L’avvio racconta una partita più equilibrata di quanto dirà poi il punteggio finale: il Monaco parte con buon ritmo e chiude avanti il primo quarto (20-19), trovando soluzioni soprattutto vicino al ferro. Ma è un’illusione che dura poco. Nel secondo periodo l’Olympiacos cambia marcia, alza il livello difensivo e piazza il primo allungo decisivo con un parziale da 26-16 che indirizza la sfida già prima dell’intervallo.

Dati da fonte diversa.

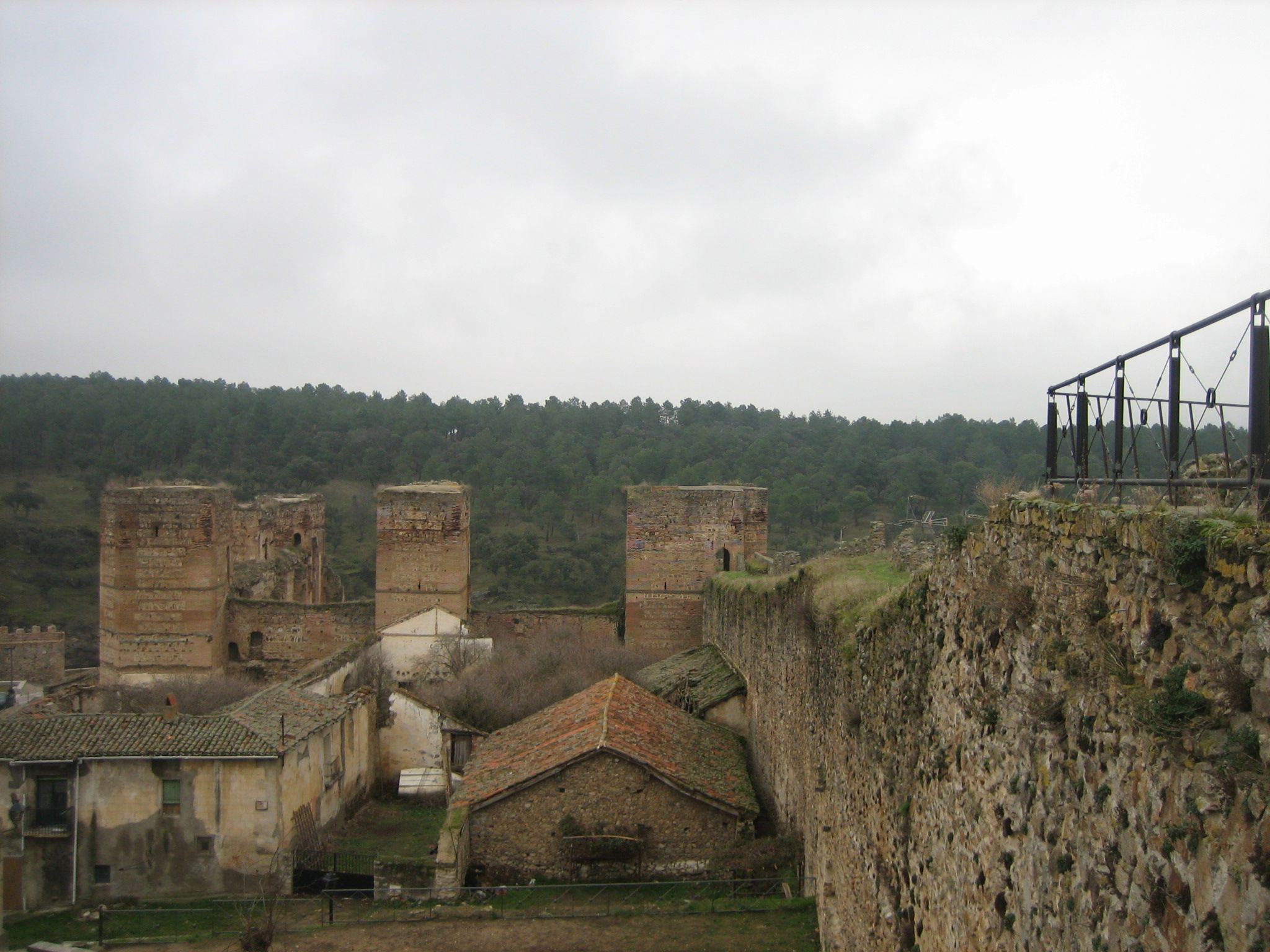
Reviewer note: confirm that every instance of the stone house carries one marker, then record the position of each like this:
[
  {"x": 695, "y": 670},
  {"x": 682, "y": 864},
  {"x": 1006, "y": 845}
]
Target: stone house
[
  {"x": 609, "y": 783},
  {"x": 109, "y": 805},
  {"x": 704, "y": 683}
]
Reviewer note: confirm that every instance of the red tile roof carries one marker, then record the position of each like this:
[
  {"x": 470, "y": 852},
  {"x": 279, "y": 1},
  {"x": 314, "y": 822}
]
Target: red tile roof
[{"x": 621, "y": 718}]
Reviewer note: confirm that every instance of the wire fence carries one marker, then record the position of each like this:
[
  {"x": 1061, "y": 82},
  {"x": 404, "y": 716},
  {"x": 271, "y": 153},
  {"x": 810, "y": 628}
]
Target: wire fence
[{"x": 290, "y": 914}]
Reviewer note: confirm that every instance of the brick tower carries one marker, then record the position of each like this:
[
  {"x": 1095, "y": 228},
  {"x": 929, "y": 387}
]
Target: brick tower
[
  {"x": 676, "y": 539},
  {"x": 424, "y": 558},
  {"x": 166, "y": 570}
]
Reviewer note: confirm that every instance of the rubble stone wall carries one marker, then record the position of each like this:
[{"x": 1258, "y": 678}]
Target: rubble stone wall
[
  {"x": 993, "y": 759},
  {"x": 295, "y": 527},
  {"x": 33, "y": 654},
  {"x": 166, "y": 565},
  {"x": 520, "y": 837},
  {"x": 424, "y": 558},
  {"x": 296, "y": 632},
  {"x": 676, "y": 539},
  {"x": 600, "y": 628}
]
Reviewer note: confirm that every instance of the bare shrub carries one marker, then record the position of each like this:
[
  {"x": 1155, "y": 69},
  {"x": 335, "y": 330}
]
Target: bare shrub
[
  {"x": 526, "y": 677},
  {"x": 195, "y": 694},
  {"x": 992, "y": 489}
]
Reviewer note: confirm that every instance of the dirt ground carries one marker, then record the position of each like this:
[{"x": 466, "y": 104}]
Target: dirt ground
[{"x": 735, "y": 932}]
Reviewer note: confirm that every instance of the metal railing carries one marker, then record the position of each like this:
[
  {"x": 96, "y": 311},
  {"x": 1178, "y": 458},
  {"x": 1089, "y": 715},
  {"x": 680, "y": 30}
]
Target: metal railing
[{"x": 1103, "y": 431}]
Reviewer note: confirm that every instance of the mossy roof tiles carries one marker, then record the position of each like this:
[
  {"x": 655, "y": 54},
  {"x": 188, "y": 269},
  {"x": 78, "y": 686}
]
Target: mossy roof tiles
[
  {"x": 624, "y": 719},
  {"x": 695, "y": 679},
  {"x": 252, "y": 728}
]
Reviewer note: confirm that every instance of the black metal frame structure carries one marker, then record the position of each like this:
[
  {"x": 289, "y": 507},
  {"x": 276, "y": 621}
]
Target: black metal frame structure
[{"x": 1094, "y": 438}]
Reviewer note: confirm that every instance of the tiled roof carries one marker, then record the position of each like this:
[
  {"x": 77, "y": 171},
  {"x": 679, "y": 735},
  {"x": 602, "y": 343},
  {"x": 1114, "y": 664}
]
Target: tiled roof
[
  {"x": 283, "y": 706},
  {"x": 253, "y": 728},
  {"x": 695, "y": 679},
  {"x": 623, "y": 719},
  {"x": 47, "y": 735}
]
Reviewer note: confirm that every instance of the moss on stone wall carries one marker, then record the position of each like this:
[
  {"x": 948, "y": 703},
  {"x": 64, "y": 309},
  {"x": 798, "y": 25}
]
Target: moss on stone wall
[{"x": 1068, "y": 689}]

La differenza, da quel momento, sta nella qualità e nella continuità. I padroni di casa muovono meglio il pallone (17 assist), controllano i rimbalzi (45-40) e soprattutto tirano con grande efficienza da due punti (61%), costruendo possessi ad alta percentuale. Il Monaco, invece, si inceppa progressivamente, pagando a caro prezzo le pessime percentuali dall’arco: un eloquente 4/28 (14.3%) che spegne ogni tentativo di rimonta.
Nel terzo quarto l’Olympiacos continua a spingere, senza mai concedere spiragli. Il 21-15 del periodo consolida il vantaggio, mentre nell’ultimo quarto arriva la gestione definitiva (25-19) che trasforma la gara in un dominio.
A livello individuale, oltre ai 20 punti di Vezenkov, spicca la presenza dominante sotto canestro di Nikola Milutinov, autore di 13 punti e 10 rimbalzi, autentico riferimento nel pitturato. Ottimo anche l’impatto di Cory Joseph (13 punti e 4 assist) e di Evan Fournier (13 punti), in una prestazione corale che conferma la profondità del roster greco.
Per il Monaco, l’unico a reggere davvero il livello è Mike James, top scorer con 19 punti e 7 assist, seguito dai 15 di Alpha Diallo. Troppo poco, però, per impensierire un Olympiacos così solido e organizzato.
Gara1 consegna un messaggio chiaro: al Pireo servirà ben altro Monaco per rimettere in discussione la serie. L’Olympiacos, invece, parte con il piede giusto e mostra subito le credenziali di una squadra costruita per arrivare fino in fondo.